Propongo l'editoriale che ho scritto questa settimana per il Corriere della Valle? Semplici spunti di riflessione...
Da tempo mi interrogo in merito alla recente crisi politica che ormai
si trascina nella nostra regione creando confusione, incertezze,
lacerazioni nel tessuto anche sociale valdostano. In questa scenario
convulso diventa difficile dire qualcosa che non rischi di
aggiungersi alla confusione o, peggio, apparire di parte. Sono perciò
andato alla ricerca di una sorgente che potesse aiutarmi e l’ho
trovata nella Dottrina sociale della Chiesa. Ma la mia non è stata
una ricerca casuale. La mia riflessione mi ha portato a pensare che
in questo momento si sia persa o, perlomeno, si fatichi a trovare
l’idea di bene comune per chi vive in questa regione. E con
quest’idea ho affrontato il testo.
Ho individuato
così quattro passaggi che propongo con semplicità. Disposto anche
ad ospitare le riflessioni di chi vorrà entrare in relazione con
questo pensiero.
Prima di tutto
diciamo cosa non è. «Il bene comune non consiste nella semplice
somma dei beni particolari di ciascun soggetto del corpo sociale.
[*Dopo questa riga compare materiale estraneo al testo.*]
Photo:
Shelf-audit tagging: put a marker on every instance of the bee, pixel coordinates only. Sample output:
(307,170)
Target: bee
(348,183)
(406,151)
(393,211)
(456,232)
Essendo di tutti e di ciascuno è e rimane comune, perché
indivisibile e perché soltanto insieme è possibile raggiungerlo,
accrescerlo e custodirlo, anche in vista del futuro. Come l'agire
morale del singolo si realizza nel compiere il bene, così l'agire
sociale giunge a pienezza realizzando il bene comune. Il bene comune,
infatti, può essere inteso come la dimensione sociale e comunitaria
del bene morale».
Poi facciamo un
pro-memoria a noi stessi e a chi ci legge anche senza avere ruoli
politici: «Il bene comune impegna tutti i membri della società:
nessuno è esentato dal collaborare, a seconda delle proprie
capacità, al suo raggiungimento e al suo sviluppo. Il bene comune
esige di essere servito pienamente, non secondo visioni riduttive
subordinate ai vantaggi di parte che se ne possono ricavare, ma in
base a una logica che tende alla più larga assunzione di
responsabilità. Il bene comune è conseguente alle più elevate
inclinazioni dell'uomo, ma è un bene arduo da raggiungere, perché
richiede la capacità e la ricerca costante del bene altrui come se
fosse proprio».
Infine un
passaggio sui compiti della comunità politica: «Per assicurare il
bene comune, il governo di ogni Paese ha il compito specifico di
armonizzare con giustizia i diversi interessi settoriali. La corretta
conciliazione dei beni particolari di gruppi e di individui è una
delle funzioni più delicate del potere pubblico. Non va dimenticato,
inoltre, che nello Stato democratico, in cui le decisioni sono
solitamente assunte a maggioranza dai rappresentanti della volontà
popolare, coloro ai quali compete la responsabilità di governo sono
tenuti ad interpretare il bene comune del loro Paese non soltanto
secondo gli orientamenti della maggioranza, ma nella prospettiva del
bene effettivo di tutti i membri della comunità civile, compresi
quelli in posizione di minoranza».
Tutto questo
anche per dire che, in questa particolare circostanza storica,
occorrerebbe uno spirito costituente, che non elimini le differenti
progettualità politiche, ma che le metta al servizio di un ideale
più alto. Gli stessi anniversari dello Statuto e dell’Autonomia
dovrebbero aiutarci in questo, in modo da non apparire vuoti
simulacri.
Per noi cristiani
– e cito ancora la Dottrina sociale della Chiesa - «Il bene comune
della società non è un fine a sé stante; esso ha valore solo in
riferimento al raggiungimento dei fini ultimi della persona e al bene
comune universale dell'intera creazione. Dio è il fine ultimo delle
sue creature e per nessun motivo si può privare il bene comune della
sua dimensione trascendente, che eccede ma anche dà compimento a
quella storica. Questa prospettiva raggiunge la sua pienezza in forza
della fede nella Pasqua di Gesù, che offre piena luce circa la
realizzazione del vero bene comune dell'umanità. La nostra storia —
lo sforzo personale e collettivo di elevare la condizione umana —
comincia e culmina in Gesù: grazie a Lui, per mezzo di Lui e in
vista di Lui, ogni realtà, compresa la società umana, può essere
condotta al suo Bene sommo, al suo compimento. Una visione puramente
storica e materialistica finirebbe per trasformare il bene comune in
semplice benessere socio-economico, privo di ogni finalizzazione
trascendente ovvero della sua più profonda ragion d'essere».